A tagset is a list of part-of-speech tags (POS tags for short), i.e. labels used to indicate the part of speech and sometimes also other grammatical categories (case, tense etc.) of each token in a text corpus.
Amharic part-of-speech tagset is available in Amharic corpora annotated with the TreeTagger tool trained on manual annotation of Amharic 1065 news items containing 210,000 prosodic words. The manual annotation was developed by the Ethiopian Languages Research Center of Addis Ababa University
Amharic available corpora in Sketch Engine
An Example of a tag in the CQL concordance search box: [tag="PRON.*"]

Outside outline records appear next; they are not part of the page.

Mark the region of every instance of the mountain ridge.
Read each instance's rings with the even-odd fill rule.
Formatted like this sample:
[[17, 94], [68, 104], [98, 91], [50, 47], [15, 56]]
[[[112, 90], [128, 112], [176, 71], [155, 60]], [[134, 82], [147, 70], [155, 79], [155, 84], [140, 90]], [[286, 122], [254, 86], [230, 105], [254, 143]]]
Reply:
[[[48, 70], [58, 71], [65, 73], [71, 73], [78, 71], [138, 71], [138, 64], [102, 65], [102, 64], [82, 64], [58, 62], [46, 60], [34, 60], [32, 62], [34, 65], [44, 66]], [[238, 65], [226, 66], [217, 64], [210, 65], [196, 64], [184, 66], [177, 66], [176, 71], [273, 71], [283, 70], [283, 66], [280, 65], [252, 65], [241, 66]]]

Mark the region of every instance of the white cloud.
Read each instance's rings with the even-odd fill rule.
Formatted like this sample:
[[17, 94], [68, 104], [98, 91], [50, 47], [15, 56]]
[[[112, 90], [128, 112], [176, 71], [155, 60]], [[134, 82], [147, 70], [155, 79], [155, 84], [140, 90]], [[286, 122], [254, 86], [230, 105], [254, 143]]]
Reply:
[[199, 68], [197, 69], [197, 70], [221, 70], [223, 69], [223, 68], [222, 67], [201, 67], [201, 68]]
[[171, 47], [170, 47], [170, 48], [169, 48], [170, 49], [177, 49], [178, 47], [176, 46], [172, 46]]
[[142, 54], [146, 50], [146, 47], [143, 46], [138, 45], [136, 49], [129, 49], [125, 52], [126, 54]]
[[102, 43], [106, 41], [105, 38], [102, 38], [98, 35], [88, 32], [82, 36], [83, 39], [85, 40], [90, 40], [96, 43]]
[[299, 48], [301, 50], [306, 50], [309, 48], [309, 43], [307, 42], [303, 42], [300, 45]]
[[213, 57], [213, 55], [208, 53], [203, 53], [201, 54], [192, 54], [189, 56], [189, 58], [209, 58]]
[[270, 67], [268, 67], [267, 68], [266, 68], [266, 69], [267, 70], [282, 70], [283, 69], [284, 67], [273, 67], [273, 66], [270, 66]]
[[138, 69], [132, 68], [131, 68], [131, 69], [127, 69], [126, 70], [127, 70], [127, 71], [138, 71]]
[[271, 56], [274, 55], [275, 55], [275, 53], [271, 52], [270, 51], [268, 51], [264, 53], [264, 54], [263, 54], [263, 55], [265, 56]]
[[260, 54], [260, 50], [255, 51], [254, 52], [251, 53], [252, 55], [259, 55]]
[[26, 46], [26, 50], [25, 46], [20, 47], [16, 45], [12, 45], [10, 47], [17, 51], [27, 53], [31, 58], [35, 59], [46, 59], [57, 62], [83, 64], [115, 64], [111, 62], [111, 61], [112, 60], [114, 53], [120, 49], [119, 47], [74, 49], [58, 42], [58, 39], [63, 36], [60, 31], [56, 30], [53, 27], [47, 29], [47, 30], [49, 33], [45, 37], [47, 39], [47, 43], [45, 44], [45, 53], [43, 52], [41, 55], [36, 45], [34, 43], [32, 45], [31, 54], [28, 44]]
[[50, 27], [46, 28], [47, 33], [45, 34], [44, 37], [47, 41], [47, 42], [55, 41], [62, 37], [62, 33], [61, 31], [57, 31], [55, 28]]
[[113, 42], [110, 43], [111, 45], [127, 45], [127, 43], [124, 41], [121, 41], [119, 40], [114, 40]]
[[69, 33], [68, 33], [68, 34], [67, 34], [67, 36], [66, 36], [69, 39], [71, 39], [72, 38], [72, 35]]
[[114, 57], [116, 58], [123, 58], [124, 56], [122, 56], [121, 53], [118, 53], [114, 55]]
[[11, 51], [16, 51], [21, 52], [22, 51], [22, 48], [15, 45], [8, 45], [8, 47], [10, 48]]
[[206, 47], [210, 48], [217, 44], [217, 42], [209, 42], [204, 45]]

finds all pronouns , e.g. ይህ, ምን (note: please make sure that you use straight double quotation marks)
Tagset
Basic class | Definition of the tag | Code of the tag |
Noun | Verbal/ infinitival Noun, formed from any verb form such as active, passive, and repetitive, by attaching the prefix m(ä)- | VN |
Any noun including verbal noun attached with a preposition | NP | |
Any noun including verbal noun attached with conjunction | NC | |
Any noun including verbal noun with a proclitic preposition and an enclitic conjunction | NPC | |
Any other noun; simple or derived | N | |
Pronoun | Pronoun attached with preposition | PRONP |
Pronoun attached with conjunction | PRONC | |
Pronoun with a proclitic preposition and an enclitic conjunction | PRONPC | |
Any other Pronoun | PRON | |
Verb | Auxiliary verb | AUX |
Relative verb | VREL | |
Any Verb including relative verbs and auxiliaries attached with preposition | VP | |
Any Verb including relative verbs and auxiliaries attached with conjunction | VC | |
Any Verb including relative verbs and auxiliaries with a proclitic preposition and an enclitic conjunction | VPC | |
Verb (all other) | V | |
Adjective | Adjective attached with preposition | ADJP |
Adjective attached with conjunctions | ADJC | |
Adjective with a proclitic preposition and an enclitic conjunction | ADJPC | |
Any other Adjective | ADJ | |
Preposition | Preposition | PREP |
Conjunction | Conjunction | CONJ |
Adverb | Adverb | ADV |
Numeral | Cardinal | NUMCR |
Ordinal | NUMOR | |
Numeral (cardinal or ordinal) attached with preposition | NUMP | |
Numeral (cardinal or ordinal) attached with conjunction | NUMC | |
Numeral (cardinal or ordinal) with a proclitic preposition and an enclitic conjunction | NUMPC | |
Interjection | Interjections | INT |
Punctuation | Punctuation | PUNC |
Unclassified | Unclassified | UNC |
Reference
Demeke, G. A., & Getachew, M. (2006). Manual annotation of Amharic news items with part-of-speech tags and its challenges. Ethiopian Languages Research Center Working Papers, 2, 1-16.